O oitavo álbum da Beyoncé é uma odisseia musical. De uma maneira geral, odisseia “é uma viagem cheia de aventuras extraordinárias, é uma narração cheia de peripécias ou ocorrências singulares, variadas e inesperadas”. O poema épico grego que é tirada a palavra é sobre “a luta apaixonada de Odisseu (ou Ulisses, na tradição latina) para retornar à casa depois da Guerra de Troia, e retomar o convívio da esposa e do filho”. E acredito que Cowboy Carter esteja perfeitamente dentro dessa esfera de significação, pois é uma verdadeira jornada sonora inesquecível e imprevisível e, ao mesmo tempo, mostra a jornada pessoal da Beyoncé para as suas raízes ao ressignificar o que é ser uma estrela pop. E, queridos leitores, tudo isso é alcançado de maneira que apenas posso apontar como genial.

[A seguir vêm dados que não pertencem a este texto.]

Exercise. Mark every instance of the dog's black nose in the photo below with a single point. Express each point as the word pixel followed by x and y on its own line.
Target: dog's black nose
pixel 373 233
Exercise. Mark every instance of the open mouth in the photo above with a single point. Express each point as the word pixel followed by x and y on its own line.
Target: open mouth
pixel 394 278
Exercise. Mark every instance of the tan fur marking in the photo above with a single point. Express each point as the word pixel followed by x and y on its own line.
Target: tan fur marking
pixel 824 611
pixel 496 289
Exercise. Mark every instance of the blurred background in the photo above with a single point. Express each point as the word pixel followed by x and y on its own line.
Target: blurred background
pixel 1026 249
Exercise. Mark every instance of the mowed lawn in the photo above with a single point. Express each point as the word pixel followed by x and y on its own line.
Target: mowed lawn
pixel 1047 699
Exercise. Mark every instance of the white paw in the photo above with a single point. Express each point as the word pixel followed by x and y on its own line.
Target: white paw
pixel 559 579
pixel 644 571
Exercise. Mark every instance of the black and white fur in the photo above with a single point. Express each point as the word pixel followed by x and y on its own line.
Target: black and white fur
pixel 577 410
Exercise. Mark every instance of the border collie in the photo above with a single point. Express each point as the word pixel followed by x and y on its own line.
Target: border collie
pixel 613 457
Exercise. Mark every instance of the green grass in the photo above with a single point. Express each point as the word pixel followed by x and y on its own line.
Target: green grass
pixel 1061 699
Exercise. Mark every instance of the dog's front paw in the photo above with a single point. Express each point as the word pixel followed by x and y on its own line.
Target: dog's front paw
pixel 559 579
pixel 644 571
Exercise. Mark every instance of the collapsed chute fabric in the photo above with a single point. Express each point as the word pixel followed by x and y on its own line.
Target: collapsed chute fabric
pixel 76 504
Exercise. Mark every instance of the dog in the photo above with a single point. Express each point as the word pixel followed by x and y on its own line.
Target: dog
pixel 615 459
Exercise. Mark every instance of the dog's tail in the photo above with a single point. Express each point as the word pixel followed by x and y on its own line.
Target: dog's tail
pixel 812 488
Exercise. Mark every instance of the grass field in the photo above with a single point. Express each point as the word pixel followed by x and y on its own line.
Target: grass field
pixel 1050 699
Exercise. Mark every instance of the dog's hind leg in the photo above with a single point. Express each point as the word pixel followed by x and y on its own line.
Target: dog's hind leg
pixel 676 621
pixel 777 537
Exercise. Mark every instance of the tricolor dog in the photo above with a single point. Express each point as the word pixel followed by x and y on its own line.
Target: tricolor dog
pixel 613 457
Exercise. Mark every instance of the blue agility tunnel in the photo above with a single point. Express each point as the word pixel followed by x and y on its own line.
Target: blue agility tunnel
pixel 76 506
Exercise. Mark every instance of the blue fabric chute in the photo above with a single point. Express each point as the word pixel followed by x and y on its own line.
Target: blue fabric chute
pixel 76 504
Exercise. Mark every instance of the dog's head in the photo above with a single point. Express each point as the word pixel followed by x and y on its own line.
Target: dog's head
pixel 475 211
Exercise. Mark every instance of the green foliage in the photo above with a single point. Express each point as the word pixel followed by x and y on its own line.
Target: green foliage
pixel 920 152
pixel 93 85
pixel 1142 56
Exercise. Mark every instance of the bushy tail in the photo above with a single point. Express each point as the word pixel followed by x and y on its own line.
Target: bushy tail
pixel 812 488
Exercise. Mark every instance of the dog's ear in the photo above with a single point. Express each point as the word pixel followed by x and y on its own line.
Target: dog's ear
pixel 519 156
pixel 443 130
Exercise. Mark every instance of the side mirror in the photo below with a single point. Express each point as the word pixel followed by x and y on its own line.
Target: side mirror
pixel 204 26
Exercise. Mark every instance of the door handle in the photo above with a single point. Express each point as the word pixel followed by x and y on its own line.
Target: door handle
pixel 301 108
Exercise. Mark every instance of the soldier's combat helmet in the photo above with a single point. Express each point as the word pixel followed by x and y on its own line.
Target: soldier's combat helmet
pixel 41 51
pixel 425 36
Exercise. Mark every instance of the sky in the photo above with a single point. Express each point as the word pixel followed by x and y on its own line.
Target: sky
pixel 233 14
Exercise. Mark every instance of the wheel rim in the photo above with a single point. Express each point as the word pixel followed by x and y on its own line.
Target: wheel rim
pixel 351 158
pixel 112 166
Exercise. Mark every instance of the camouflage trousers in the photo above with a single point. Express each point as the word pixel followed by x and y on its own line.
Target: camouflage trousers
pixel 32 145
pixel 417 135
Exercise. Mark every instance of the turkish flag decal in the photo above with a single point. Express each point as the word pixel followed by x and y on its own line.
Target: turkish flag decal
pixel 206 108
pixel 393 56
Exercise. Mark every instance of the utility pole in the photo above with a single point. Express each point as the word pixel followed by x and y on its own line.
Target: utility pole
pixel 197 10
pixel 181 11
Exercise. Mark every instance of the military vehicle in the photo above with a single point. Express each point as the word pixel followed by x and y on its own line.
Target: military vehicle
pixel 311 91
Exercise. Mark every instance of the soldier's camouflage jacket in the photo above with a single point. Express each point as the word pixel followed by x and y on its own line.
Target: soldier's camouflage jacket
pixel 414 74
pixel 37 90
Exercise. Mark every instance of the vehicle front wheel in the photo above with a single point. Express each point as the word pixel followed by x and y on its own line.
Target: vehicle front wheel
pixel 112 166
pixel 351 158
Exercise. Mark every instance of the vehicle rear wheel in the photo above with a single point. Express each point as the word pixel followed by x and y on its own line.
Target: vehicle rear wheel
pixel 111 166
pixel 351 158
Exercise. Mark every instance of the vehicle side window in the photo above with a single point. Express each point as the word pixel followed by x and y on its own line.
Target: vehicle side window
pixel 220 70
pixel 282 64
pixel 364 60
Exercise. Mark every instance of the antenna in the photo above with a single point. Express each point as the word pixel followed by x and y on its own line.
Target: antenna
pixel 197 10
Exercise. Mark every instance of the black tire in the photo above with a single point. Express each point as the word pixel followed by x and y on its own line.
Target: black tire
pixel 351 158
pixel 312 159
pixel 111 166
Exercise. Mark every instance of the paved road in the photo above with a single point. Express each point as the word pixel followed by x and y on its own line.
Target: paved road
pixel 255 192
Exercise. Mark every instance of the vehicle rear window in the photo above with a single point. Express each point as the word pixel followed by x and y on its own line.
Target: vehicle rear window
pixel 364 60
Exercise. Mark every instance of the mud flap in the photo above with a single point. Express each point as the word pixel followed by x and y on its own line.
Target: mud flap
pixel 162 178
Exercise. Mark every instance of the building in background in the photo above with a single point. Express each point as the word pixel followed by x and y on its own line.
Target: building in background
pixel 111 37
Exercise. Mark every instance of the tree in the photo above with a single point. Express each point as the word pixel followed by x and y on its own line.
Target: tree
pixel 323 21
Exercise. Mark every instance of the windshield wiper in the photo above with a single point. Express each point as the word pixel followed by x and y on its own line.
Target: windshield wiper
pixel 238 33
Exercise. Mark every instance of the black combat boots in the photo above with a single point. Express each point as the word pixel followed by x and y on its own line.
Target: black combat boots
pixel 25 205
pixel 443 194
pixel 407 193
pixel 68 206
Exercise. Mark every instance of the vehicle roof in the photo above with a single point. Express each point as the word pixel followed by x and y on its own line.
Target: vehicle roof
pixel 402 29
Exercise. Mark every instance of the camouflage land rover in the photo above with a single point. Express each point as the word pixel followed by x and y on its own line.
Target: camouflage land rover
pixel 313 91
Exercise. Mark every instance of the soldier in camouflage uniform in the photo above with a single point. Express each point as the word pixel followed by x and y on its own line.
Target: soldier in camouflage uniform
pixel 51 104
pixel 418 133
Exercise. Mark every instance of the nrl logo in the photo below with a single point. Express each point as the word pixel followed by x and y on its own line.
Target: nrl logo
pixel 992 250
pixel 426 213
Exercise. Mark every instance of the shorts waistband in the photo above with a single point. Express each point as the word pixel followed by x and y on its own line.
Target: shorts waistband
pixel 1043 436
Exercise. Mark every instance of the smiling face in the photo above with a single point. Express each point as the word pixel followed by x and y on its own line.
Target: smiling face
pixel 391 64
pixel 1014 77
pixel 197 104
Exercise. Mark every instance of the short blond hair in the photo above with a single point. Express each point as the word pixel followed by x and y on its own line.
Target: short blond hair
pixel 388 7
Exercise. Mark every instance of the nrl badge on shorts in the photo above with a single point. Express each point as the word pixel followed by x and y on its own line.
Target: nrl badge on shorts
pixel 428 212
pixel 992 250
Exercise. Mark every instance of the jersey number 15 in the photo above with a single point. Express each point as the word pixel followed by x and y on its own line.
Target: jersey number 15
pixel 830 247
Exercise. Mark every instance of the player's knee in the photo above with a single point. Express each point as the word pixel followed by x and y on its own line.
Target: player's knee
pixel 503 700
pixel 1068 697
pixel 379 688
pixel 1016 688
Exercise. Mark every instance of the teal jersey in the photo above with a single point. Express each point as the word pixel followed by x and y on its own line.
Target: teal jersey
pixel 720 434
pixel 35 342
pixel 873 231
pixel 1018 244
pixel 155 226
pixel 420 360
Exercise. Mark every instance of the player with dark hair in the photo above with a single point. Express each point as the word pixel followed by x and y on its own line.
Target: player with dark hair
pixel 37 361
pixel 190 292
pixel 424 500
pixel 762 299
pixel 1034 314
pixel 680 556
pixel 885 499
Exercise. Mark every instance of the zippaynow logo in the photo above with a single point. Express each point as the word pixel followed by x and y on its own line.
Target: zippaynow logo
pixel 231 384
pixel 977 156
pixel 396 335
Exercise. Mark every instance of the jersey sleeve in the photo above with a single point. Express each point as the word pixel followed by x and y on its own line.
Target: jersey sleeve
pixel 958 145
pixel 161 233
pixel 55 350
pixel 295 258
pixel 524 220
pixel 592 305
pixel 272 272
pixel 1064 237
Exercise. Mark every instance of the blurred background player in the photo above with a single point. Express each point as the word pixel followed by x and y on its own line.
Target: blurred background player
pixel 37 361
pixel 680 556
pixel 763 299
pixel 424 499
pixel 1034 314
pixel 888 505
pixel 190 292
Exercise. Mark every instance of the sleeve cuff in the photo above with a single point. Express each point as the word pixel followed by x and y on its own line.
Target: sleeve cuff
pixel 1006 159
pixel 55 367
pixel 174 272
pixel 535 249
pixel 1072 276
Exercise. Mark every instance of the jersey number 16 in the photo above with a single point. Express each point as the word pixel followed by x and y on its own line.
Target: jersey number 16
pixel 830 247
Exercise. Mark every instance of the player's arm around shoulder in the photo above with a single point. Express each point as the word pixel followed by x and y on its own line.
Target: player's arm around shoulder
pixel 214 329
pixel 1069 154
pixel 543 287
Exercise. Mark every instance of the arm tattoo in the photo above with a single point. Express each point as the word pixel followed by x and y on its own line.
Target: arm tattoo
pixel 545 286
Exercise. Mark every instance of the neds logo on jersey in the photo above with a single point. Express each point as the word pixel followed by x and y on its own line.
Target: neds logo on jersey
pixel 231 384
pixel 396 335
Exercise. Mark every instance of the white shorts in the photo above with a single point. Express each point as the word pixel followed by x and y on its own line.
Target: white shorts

Não, Cowboy Carter não é exatamente o melhor álbum da carreira da cantora, pois o posto ainda é na minha opinião para Lemonade. E tenho que admitir que nem necessariamente será o preferido de maneira pessoal. Todavia, esses dois postos ficam bem perto de alcançar devido a descomunal força que é posto para a criação do trabalho. E isso é feito em basicamente todas as frontes possíveis, começando pelo tamanho e duração do álbum. Com vinte e sete faixas e mais de uma hora e quinze minutos, o trabalho é colossal que vai se estendendo e desenrolando ao bem querer da produção, mas que, felizmente, nunca se torna arrastado. Várias vezes já apontei que o tamanho de um álbum era o seu principal defeito e isso poderia ser também o caso Cowboy Carter. O que diferencia aqui é o fato que existe uma razão para ser tão longo e, principalmente, a maneira como é construído essa verdadeira jornada. E essa é uma das maiores qualidades do álbum.

Quando fiz a resenha de RENAISSANCE apontei que para realmente entender o álbum era necessário ter um contexto sobre a carreira da Beyoncé, pois “desde que fez a sua transição artística, a cantora vem explorando gêneros, sons, estilos e estéticas que fizerem a história vindo diretamente de artistas negros. Apesar de sempre presente na discografia da cantora, essa vontade e concretização vem de forma mais nítida desde o lançamento do 4”. Todavia, assim com o primeiro ato dessa era não basta entender sobre o que a cantora fez ao longo dos anos, mas o que a influenciou desde o começo. Não irei aprofundar sobre o motivo do country ser de raízes dentro da população negra assim como outros gêneros, mas é preciso entender que Beyoncé foi desde pequena mergulhada nessa sonoridade assim como, também, a pop e R&B. E, mesmo podendo ser estranho, ouvir a cantora ir por esse lado não deveria ser uma grande surpresa, sendo que no álbum anterior já tinha sido explicado melhor: o resgate.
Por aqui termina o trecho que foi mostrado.